Pero existen daños colaterales como la indiferencia que el Congreso del Estado, el gobernador Rubén Rocha Moya y las instituciones de transparencia y procuración de justicia mantienen ante un caso que cada vez indigna más a la sociedad. Por las omisiones de aquellos cuya bandera es el combate a la corrupción, desde Mazatlán emana hacia el resto de Sinaloa el antecedente no solamente de impunidad sino también de intocabilidad para los políticos afines al presidente Andrés Manuel López Obrador que usan tal relación como trampolín para saltar por encima de la ley.
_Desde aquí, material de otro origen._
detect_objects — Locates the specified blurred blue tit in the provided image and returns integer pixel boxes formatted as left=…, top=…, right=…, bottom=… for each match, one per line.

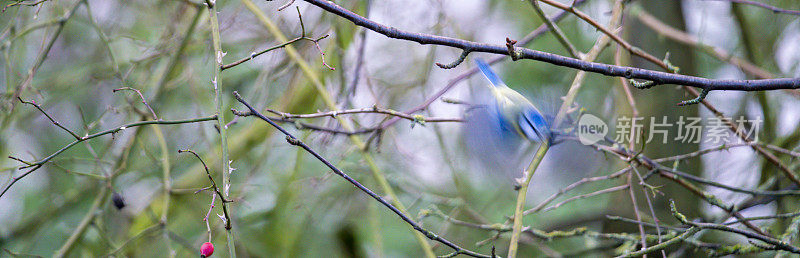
left=475, top=59, right=553, bottom=142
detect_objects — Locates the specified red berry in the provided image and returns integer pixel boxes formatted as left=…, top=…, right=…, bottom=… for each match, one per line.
left=200, top=242, right=214, bottom=257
Recientemente, debido a la presión ciudadana, el alcalde Benítez Torres procedió a revelar en forma parcial el convenio ventajoso para una empresa y perjudicial para los mazatlecos. Con la información disponible, aunque todavía insuficiente, se exhibe lo medular: a más tardar el 28 de febrero el gobierno municipal le entregará bienes públicos a la firma mencionada dejando en la indefensión jurídica y social a familias que con el valor de las propiedades del municipio deberían recibir mejorías de servicios públicos y bienestar.

Ya no debiera valerse en estos tiempos que un solo político en funciones de gobierno le cause afectaciones a toda una comunidad.

¿Qué pasa con los “representantes populares” que renuncian a esa obligación y se convierten en defensores de sus cofrades de partido? ¿Dónde está el nuevo gobierno estatal que deja pasar y hacer a los que les asestan puñaladas en la espalda a los ciudadanos sabiendo que la traición está legitimada como escalera de ascenso en el servicio público? Si prosiguen en sus silencios las complicidades estarán confirmadas.